Figure out what to do about the top-level object in a Phyx file #78

gaurav · 2021-02-22T22:43:42Z

A Phyx file is a JSON-LD file with a top-level object that includes both phylogenies and phyloreferences. This top-level object isn't intended to be used as an RDF object -- we use some dummy RDF properties (http://vocab.phyloref.org/phyloref/testcase.owl#has_phyloreference, http://vocab.phyloref.org/phyloref/testcase.owl#has_phylogeny and http://vocab.phyloref.org/phyloref/testcase.owl#has_node) to link this object to each phyloreference, phylogeny and node. These are only needed for working with the JSON-LD file -- when reading a JSON-LD file as RDF, entities not connected to the root object via RDF properties are ignored. None of them are used in reasoning.

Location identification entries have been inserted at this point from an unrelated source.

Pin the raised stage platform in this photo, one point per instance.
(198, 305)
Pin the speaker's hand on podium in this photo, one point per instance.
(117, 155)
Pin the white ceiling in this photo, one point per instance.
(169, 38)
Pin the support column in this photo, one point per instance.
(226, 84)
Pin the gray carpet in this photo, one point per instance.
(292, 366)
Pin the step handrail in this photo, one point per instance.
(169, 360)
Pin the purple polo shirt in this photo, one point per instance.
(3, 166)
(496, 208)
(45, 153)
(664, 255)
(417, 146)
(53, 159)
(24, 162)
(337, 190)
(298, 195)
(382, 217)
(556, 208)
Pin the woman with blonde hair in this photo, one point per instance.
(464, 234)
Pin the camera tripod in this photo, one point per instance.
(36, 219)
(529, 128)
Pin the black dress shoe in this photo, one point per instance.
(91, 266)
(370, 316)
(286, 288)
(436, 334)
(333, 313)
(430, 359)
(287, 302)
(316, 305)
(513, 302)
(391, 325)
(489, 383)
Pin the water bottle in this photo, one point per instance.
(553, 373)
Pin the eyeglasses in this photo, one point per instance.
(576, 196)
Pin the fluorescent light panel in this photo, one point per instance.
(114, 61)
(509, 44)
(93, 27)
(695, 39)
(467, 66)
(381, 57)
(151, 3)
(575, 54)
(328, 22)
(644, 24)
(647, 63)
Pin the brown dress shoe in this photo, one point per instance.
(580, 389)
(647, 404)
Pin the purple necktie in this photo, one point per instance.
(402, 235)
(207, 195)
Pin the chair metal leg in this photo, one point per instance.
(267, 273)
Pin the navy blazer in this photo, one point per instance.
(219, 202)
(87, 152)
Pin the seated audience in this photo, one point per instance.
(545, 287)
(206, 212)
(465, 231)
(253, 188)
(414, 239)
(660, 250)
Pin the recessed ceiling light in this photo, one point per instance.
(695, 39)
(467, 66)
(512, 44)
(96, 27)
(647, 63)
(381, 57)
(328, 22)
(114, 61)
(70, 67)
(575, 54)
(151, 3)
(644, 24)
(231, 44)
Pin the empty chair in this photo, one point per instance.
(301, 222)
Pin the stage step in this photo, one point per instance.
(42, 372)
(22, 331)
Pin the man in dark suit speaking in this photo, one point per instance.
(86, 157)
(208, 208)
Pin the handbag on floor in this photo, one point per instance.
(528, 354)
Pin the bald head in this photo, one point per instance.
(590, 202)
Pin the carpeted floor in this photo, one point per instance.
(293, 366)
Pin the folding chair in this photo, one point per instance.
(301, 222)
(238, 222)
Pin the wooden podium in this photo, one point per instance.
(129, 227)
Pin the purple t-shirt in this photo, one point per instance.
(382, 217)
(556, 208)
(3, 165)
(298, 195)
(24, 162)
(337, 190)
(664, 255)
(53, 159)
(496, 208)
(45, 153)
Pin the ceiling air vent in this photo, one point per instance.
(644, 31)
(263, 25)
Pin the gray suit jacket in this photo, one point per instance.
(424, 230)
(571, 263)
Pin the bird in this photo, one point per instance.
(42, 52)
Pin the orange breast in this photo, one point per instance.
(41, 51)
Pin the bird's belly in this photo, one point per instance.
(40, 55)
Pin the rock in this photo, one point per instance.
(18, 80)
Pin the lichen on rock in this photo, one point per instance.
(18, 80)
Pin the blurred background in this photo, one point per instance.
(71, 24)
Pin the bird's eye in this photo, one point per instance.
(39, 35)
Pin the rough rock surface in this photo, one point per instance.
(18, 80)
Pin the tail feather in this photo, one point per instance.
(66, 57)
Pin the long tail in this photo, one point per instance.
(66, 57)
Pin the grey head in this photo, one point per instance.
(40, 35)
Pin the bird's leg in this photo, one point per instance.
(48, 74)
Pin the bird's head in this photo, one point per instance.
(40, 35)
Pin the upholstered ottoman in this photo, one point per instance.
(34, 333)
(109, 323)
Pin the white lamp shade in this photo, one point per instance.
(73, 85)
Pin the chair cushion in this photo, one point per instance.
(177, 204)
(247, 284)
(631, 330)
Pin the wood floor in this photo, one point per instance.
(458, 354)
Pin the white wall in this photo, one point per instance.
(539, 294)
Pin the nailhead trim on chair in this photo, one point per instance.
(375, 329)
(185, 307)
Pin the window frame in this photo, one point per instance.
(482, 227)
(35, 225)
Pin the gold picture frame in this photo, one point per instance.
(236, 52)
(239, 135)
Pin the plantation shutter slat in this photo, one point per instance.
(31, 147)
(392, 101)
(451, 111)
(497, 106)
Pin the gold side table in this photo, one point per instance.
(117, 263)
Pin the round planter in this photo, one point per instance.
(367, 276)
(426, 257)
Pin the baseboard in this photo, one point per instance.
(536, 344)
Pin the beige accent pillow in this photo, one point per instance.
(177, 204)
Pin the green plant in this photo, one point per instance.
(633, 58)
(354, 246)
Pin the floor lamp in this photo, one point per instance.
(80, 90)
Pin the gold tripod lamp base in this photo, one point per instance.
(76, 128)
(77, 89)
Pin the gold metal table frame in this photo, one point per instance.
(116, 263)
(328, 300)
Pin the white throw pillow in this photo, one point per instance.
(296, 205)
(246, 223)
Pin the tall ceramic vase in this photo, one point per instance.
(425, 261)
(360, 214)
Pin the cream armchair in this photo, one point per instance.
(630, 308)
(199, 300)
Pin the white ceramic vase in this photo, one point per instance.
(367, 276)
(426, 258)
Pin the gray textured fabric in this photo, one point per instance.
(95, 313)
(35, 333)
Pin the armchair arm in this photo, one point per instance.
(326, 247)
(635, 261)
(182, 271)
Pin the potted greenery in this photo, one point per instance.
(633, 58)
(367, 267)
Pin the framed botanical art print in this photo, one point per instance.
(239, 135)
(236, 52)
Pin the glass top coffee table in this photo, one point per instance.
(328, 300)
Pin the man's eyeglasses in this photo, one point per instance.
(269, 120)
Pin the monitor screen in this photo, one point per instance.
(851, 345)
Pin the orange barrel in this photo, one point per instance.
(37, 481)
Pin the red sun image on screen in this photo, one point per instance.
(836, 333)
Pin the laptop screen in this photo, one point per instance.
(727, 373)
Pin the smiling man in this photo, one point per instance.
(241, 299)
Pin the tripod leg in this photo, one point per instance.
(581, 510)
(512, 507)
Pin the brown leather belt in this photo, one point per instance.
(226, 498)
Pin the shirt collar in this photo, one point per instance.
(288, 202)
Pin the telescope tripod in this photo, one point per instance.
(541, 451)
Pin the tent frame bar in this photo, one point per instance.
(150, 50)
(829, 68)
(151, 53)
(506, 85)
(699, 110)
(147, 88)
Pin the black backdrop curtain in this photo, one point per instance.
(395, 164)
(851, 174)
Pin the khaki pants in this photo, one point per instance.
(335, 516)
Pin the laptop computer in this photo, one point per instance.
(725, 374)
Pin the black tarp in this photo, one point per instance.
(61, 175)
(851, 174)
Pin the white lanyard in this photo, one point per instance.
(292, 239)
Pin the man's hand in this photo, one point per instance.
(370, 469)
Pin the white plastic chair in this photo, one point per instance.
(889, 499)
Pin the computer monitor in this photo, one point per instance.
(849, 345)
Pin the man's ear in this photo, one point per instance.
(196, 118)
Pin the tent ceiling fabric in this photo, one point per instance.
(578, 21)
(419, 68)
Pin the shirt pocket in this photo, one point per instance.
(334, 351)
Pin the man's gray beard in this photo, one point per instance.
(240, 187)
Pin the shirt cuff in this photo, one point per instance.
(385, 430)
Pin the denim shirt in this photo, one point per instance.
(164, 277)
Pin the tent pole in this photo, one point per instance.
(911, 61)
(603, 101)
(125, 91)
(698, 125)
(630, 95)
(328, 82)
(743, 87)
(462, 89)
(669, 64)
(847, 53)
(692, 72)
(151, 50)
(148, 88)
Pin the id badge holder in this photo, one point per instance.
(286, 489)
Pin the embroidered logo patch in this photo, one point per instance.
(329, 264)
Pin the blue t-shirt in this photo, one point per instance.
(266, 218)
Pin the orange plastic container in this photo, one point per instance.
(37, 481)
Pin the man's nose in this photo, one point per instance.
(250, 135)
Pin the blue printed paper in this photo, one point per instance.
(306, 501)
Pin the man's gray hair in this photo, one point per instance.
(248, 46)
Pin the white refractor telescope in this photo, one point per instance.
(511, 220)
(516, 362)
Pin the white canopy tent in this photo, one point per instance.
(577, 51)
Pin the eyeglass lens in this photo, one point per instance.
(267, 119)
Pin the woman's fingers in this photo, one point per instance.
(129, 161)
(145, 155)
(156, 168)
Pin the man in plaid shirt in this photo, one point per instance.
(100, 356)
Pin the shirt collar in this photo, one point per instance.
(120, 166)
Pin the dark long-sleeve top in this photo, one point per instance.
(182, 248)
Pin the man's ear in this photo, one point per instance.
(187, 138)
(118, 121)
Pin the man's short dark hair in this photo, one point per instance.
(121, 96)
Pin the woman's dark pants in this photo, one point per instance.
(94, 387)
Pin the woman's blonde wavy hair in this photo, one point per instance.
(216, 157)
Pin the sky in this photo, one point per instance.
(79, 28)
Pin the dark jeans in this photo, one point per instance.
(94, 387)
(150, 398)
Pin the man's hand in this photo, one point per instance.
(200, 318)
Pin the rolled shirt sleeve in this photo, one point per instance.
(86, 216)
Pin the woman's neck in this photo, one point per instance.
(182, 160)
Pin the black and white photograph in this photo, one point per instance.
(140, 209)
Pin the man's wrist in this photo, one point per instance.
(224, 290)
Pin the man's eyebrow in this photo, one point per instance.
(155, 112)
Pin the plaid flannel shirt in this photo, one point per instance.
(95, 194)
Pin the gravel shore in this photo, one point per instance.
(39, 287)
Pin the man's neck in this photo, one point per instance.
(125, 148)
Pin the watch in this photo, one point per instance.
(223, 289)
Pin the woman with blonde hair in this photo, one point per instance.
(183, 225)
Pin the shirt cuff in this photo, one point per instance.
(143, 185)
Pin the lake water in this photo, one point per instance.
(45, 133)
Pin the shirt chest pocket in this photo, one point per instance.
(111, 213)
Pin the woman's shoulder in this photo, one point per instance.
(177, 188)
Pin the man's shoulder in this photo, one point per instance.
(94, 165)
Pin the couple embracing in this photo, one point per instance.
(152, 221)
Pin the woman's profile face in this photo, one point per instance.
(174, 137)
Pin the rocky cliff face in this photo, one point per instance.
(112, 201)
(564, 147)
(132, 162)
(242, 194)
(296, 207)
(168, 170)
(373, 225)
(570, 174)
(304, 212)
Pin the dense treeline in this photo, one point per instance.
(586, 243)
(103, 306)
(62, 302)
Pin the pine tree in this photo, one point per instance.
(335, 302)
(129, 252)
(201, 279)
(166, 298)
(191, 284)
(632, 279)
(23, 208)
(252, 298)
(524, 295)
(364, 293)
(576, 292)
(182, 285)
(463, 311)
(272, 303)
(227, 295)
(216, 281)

For the purposes of metadata, we do allow the top-level object to have a doi or a citation, indicating the DOI of this Phyx file or a citation to its publication (which are included in the RDF output), as well as a defaultNomenclaturalCodeIRI for the default nomenclatural code to use across all phylogenies and phyloreferences (which is not included in the RDF output). This top-level object can be of any type with any @id -- the Phyx format doesn't specify what it needs to be. Once we fix the bug in PR #77, users will be able to identify this object in any way they like -- and, if no @id is provided, they will be included in the RDF output as an untyped blank node.

If this set-up is fine -- with dummy RDF properties and no recommended @id or @type -- then nothing more needs to be done, and we can close this issue. @hlapp What do you think?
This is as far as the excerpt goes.